3. O antagonismo dos cristãos com este mundo: A inserção nas estruturas deste mundo não resolve o antagonismo entre a comunidade cristã e o mundo. A sua lealdade é outra. Nunca a comunidade esquece o poder de sedução, de corrupção deste mundo e repete a oração de Jesus: Guarda-os do mal. Dispostos a viverem em qualquer sistema sociocultural, os cristãos nunca se conformarão – no sentido literal da palavra – com qualquer desses sistemas.

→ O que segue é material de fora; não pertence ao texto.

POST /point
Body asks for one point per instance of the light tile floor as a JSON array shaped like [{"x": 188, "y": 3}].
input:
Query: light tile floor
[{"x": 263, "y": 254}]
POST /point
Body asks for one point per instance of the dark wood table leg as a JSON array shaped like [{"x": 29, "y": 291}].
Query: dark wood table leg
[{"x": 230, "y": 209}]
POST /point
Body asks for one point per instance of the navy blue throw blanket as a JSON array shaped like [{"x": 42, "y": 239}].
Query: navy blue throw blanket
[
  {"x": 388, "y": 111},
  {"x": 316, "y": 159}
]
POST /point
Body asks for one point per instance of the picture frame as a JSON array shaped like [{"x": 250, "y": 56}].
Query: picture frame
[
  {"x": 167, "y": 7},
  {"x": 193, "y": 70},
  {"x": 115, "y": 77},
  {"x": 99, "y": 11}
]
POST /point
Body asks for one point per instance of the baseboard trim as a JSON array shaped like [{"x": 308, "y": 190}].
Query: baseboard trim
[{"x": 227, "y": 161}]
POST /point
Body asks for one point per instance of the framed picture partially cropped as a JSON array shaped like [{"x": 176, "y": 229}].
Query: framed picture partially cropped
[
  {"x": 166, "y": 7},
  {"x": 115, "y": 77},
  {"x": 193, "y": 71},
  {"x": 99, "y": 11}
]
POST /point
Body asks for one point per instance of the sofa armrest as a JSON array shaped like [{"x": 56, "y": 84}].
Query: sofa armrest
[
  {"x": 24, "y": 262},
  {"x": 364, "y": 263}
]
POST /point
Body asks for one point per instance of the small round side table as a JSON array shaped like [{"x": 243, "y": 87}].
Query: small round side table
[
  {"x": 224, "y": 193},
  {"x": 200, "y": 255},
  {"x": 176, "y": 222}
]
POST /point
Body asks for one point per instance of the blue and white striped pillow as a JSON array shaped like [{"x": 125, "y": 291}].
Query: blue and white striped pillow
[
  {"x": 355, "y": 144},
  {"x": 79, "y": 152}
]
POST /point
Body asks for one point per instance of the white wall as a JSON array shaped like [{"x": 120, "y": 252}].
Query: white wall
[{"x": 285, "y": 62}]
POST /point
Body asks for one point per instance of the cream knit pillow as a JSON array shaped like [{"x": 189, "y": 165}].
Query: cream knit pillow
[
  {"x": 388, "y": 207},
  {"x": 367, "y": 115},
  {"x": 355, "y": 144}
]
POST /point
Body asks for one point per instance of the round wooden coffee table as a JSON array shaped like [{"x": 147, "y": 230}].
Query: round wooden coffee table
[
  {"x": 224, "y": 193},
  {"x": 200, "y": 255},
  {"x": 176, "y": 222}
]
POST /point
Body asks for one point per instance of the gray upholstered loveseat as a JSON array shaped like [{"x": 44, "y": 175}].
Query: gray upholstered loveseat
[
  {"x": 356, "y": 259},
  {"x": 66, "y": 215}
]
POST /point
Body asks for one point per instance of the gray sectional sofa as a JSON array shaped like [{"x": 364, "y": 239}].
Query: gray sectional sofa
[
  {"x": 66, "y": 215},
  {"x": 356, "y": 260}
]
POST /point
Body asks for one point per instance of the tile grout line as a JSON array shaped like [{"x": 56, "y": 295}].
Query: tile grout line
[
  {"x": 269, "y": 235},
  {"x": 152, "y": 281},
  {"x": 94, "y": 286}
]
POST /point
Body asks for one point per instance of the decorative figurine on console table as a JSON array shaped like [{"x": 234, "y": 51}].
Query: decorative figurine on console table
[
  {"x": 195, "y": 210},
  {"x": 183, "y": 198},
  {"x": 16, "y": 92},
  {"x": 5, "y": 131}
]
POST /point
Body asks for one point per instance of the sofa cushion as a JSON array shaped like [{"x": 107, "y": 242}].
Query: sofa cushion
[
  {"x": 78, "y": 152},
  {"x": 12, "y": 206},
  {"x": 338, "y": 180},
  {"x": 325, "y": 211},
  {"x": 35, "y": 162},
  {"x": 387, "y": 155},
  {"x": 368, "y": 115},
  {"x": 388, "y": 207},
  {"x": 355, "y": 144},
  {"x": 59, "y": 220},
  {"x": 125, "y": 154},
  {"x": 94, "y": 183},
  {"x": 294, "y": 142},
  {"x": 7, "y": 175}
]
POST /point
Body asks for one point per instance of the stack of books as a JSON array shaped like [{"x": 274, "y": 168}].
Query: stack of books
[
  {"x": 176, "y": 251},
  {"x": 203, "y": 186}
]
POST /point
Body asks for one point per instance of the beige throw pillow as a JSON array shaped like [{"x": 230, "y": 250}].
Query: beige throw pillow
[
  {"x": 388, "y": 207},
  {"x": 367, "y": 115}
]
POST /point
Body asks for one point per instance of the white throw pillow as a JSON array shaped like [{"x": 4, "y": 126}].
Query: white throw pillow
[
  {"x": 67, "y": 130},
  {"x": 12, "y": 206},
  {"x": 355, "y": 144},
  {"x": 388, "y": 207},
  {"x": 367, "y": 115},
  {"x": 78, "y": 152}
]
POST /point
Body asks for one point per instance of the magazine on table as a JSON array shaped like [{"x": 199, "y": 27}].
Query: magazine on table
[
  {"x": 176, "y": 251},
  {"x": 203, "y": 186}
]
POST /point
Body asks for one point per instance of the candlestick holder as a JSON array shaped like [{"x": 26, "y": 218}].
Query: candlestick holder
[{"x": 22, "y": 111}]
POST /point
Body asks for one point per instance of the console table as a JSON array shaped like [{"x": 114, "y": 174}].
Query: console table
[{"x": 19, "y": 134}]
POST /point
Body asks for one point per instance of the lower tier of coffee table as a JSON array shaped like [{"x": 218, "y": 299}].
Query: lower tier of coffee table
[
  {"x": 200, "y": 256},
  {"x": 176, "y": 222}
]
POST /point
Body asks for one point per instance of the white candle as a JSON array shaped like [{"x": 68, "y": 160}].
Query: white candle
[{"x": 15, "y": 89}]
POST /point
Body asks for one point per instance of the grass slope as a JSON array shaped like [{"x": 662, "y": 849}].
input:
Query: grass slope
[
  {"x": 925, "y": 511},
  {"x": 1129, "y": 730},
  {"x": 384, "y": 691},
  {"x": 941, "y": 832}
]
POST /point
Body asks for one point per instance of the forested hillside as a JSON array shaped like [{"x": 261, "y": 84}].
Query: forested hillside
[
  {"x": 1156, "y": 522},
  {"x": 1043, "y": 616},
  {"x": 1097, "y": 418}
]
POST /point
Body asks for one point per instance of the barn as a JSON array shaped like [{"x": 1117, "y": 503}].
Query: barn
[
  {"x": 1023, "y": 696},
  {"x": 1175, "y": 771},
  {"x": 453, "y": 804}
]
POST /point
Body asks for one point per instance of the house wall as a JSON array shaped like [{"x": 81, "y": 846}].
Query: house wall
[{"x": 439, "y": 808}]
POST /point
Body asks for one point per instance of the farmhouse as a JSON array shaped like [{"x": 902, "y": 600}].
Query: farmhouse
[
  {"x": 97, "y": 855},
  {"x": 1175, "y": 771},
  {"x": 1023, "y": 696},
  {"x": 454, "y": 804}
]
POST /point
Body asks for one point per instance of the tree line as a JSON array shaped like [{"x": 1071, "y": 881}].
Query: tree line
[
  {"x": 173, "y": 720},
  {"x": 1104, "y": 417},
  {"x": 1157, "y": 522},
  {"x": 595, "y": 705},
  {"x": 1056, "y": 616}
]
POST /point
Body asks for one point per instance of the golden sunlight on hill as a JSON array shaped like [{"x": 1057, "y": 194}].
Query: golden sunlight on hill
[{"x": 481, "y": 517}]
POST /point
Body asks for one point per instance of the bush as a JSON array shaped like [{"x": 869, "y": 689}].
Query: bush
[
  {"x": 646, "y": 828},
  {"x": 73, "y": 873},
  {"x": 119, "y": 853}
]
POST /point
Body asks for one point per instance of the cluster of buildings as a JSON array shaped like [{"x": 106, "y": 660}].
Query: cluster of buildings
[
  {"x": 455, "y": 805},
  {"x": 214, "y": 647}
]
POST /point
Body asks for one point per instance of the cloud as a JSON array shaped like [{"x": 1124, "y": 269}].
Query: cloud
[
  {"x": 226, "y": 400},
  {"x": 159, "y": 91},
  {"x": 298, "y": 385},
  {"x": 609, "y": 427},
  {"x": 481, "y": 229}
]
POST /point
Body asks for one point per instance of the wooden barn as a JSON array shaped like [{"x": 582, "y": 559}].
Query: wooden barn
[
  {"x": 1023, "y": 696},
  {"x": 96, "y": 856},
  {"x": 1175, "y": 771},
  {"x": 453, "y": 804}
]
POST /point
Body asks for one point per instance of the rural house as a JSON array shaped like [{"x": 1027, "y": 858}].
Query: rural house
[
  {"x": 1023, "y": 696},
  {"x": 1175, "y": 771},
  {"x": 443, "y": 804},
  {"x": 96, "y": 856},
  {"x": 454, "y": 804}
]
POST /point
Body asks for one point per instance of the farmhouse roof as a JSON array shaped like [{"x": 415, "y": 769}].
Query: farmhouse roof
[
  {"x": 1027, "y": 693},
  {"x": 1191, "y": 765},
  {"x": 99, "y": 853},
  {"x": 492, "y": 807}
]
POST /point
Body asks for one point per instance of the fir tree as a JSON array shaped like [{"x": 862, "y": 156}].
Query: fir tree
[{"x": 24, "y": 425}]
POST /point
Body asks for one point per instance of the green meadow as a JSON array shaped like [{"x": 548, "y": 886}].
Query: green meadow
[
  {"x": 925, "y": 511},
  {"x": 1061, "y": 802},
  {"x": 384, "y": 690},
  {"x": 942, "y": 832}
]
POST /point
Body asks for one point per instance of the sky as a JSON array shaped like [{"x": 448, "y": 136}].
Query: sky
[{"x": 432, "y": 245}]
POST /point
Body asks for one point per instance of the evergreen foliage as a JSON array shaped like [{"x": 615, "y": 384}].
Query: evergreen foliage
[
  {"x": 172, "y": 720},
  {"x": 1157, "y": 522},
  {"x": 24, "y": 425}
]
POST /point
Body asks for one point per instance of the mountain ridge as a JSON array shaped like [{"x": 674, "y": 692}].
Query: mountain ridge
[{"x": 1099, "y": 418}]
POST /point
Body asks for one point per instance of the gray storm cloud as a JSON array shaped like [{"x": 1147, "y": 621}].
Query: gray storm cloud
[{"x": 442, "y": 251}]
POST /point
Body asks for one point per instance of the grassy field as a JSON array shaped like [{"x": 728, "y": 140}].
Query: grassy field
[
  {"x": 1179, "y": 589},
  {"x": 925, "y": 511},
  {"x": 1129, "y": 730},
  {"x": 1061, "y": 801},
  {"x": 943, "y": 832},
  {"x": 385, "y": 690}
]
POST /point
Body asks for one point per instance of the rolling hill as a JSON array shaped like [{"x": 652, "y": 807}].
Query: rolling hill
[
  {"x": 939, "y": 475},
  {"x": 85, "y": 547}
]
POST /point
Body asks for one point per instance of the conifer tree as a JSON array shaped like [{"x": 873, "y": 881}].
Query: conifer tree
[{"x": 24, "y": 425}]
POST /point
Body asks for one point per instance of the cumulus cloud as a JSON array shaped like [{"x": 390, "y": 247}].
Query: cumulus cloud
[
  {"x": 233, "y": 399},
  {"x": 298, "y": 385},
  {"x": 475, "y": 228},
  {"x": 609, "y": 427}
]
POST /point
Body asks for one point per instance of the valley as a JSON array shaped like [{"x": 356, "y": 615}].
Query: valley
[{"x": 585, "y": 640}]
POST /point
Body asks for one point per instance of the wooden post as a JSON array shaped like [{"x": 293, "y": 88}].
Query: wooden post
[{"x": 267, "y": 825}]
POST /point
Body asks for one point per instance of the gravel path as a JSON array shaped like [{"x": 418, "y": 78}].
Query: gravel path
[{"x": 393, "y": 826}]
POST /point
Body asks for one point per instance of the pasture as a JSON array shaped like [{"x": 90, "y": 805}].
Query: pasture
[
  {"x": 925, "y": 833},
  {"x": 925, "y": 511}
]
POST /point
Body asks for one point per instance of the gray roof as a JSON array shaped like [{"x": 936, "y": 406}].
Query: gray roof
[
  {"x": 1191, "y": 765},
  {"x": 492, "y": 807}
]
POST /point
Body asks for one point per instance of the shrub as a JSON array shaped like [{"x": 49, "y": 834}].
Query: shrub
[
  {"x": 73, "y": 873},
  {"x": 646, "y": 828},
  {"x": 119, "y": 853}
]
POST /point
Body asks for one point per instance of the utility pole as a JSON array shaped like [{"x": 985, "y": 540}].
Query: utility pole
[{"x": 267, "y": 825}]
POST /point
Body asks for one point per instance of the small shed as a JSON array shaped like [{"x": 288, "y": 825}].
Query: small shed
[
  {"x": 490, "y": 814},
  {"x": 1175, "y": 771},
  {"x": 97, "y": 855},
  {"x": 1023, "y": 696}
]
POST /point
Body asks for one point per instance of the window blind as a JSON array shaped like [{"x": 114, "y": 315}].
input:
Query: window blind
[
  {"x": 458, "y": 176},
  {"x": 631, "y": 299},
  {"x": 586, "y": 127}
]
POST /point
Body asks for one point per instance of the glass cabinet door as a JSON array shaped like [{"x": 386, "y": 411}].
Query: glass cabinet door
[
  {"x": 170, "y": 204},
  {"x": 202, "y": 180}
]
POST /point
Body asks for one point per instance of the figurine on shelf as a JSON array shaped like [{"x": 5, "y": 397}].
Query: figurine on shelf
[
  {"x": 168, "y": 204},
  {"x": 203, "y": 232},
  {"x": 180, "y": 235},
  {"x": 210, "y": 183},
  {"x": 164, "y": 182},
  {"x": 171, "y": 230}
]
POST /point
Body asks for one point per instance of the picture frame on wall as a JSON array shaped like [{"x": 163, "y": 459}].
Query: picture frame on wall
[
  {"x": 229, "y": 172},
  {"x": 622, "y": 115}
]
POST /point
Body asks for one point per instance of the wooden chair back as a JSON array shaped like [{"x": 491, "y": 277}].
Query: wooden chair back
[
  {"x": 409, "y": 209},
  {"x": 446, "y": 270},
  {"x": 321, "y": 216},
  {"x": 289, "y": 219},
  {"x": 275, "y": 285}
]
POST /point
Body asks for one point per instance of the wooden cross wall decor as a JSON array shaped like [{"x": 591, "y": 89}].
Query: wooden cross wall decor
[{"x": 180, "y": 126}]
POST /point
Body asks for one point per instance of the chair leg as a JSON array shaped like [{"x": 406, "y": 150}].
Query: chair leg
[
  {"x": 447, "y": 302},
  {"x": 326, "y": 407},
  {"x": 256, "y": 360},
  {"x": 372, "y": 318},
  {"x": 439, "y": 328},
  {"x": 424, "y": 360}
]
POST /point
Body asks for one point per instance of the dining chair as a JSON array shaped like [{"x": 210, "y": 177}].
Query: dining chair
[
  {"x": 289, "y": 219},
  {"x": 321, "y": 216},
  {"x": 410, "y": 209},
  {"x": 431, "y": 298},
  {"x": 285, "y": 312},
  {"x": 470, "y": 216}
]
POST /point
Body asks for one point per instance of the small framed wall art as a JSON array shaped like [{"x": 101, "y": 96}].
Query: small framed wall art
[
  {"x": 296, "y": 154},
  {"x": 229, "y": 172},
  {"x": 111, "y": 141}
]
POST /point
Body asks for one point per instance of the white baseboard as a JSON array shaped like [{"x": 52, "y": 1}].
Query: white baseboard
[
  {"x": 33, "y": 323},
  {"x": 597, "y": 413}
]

4. A felicidade dos cristãos neste mundo: Apesar da complexidade do seu relacionamento com o mundo, a existência da comunidade cristã é uma existência feliz. Sem dúvida há tribulações e ódios (se não os há, provavelmente alguma coisa na relação comunidade-mundo está errada). Mas essas tribulações não conseguem abafar a promessa do gozo completo (Jo 17.13) presente aqui neste mundo na palavra da verdade, nem a fé firme de que Deus os guarda em seu nome (v. 11).
IV – Indicações bibliográficas
Bultmann. Rudolf. Das Evangelium des Johannes. Göttingen. 1950.
Konings. Johan. Encontro com o quarto Evangelho. Petrópolis. 1975.